A new study in the Journal of the American Medical Association found that academic medical centers have been slow – or slower than hoped – in addressing institutional conflicts of interest (ICOI) in a formal way. The gist – of 125 medical schools surveyed in 2006, 86 responded, and only 30 of those had a policy to address ICOI, which include things such as royalties, equity holdings, or other financial stakes held by researchers or institutional officials. The authors are researchers at Massachusetts General Hospital and the Association of American Medical Colleges.
In this accompanying editorial, Dr. David Rothman (who heads up the Institute on Medicine as a Profession and is the associate director of the Prescription Project), says no one should be shocked that academic medical centers are fertile ground for institutional COI – indeed, we made them that way with Bayh-Dole, and the FDA’s Critical Path Initiative, which encourage academic-industry collaboration on pharmaceuticals and whose “unintended consequences have been to blur the distinctions between academic and commercial entities, and to make ICOI much more pervasive.”
When it comes to narrative oomph, individual conflicts of interest often seem to pack a little more punch, because it’s about one physician or prescriber taking a personal check, making a decision to go to dinner with the drug reps, or to accept a consulting job, or to travel attend an out-of-town conference on industry’s dime.

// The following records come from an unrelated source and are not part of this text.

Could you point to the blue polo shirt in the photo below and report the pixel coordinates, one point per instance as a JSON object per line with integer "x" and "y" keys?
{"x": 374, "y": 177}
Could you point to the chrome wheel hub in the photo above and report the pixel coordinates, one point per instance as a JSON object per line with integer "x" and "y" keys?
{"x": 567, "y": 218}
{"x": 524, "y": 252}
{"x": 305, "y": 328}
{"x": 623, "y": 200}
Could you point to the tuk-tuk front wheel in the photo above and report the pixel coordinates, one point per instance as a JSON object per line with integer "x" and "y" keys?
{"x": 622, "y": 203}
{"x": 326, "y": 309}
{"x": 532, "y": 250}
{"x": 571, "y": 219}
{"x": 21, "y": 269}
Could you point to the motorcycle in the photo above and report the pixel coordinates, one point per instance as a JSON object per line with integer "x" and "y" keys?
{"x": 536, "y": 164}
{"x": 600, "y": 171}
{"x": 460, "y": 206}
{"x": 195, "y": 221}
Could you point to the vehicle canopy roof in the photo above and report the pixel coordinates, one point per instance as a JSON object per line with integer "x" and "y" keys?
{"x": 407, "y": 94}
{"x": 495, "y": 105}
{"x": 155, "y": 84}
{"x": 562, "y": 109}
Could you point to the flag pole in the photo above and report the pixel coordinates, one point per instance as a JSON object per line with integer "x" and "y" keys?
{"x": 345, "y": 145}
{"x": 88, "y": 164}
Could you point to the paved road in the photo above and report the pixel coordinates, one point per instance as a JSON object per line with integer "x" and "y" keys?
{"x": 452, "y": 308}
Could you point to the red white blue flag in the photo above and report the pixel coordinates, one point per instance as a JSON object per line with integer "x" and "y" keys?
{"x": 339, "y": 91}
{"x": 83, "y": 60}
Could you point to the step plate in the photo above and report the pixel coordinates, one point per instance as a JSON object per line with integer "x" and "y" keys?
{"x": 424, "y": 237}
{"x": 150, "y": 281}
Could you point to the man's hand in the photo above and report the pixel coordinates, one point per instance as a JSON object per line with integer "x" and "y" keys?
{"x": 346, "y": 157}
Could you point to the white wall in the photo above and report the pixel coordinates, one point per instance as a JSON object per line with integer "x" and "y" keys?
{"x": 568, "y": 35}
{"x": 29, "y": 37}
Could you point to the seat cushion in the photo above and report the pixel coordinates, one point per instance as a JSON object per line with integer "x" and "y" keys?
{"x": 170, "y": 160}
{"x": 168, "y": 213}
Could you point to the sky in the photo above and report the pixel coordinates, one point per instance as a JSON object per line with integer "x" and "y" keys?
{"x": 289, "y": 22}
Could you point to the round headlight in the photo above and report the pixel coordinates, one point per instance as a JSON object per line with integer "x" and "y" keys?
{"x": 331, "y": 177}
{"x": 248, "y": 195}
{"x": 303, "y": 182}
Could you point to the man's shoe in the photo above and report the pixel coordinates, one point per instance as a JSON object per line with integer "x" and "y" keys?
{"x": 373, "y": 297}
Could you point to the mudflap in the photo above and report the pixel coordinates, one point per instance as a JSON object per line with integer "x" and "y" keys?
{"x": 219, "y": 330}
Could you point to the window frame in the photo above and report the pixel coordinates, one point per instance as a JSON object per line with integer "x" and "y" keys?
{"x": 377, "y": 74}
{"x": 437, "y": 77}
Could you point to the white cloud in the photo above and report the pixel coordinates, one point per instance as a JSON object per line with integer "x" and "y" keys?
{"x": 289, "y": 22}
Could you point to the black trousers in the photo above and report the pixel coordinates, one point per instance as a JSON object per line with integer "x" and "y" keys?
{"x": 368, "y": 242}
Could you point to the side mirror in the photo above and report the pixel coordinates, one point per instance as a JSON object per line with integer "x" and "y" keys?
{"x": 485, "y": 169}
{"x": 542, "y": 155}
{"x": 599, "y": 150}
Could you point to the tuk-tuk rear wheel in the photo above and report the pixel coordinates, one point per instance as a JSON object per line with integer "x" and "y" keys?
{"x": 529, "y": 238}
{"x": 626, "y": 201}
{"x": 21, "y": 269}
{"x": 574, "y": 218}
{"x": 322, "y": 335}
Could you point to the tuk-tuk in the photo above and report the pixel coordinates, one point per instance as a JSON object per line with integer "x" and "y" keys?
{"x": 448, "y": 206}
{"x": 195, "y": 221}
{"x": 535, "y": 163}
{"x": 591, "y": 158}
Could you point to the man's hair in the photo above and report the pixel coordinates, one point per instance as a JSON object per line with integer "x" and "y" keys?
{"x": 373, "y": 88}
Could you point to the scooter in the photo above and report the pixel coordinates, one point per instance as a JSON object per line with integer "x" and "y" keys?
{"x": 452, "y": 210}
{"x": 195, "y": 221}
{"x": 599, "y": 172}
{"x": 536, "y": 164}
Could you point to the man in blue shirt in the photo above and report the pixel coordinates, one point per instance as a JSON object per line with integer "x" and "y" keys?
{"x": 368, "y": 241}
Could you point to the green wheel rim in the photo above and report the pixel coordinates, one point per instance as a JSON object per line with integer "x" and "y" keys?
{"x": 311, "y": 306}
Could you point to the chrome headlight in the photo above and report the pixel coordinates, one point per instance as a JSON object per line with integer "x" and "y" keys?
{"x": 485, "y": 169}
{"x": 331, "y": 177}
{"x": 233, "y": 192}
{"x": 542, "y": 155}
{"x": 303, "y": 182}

Royalties, equity, IRB firewalls – it all sounds a little, well, cold.
But Rothman rightly reminds us that institutional COI can have equally pernicious effects – lethal ones, even, as in the case of Jessie Gelsinger, who died in 1999 from participating in experimental gene-therapy trial and the University of Pennsylvania. As Rothman points out, no one knows whether Gelsinger would have survived if Penn and the principal investigator conducting the research didn’t have big claims to any patents and profits that came out of the therapy. But, as the bioethicists say much better than we can, it sure didn’t look good.
With a finger in the air, Rothman feels the winds of regulation a-blowin’, perhaps a little stronger than the winds of institutional change are. Let’s face it, neither Congress nor university medical centers sport a Jack-be-nimble, Jack-be-quick reputation. But we’re glad that he also singles out a handful of medical centers that have bucked the image of the institution as a slow-moving giant.
There also seems to be a vacuum in professional society leadership, a sector that could provide positive leadership for institutions out ahead of government regulation or the policy-from-scratch approach some schools have taken. Instead, Rothman finds that “neither the Association of American Universities nor the Association of American Medical Colleges has issued a model policy.”
So now we wait – for other institutions to address conflicts of interest, for the AAMC to release its much-expected new conflict of interest policies this spring, and for the day when medical journals, who get all that ad revenue, let us read the important articles for free.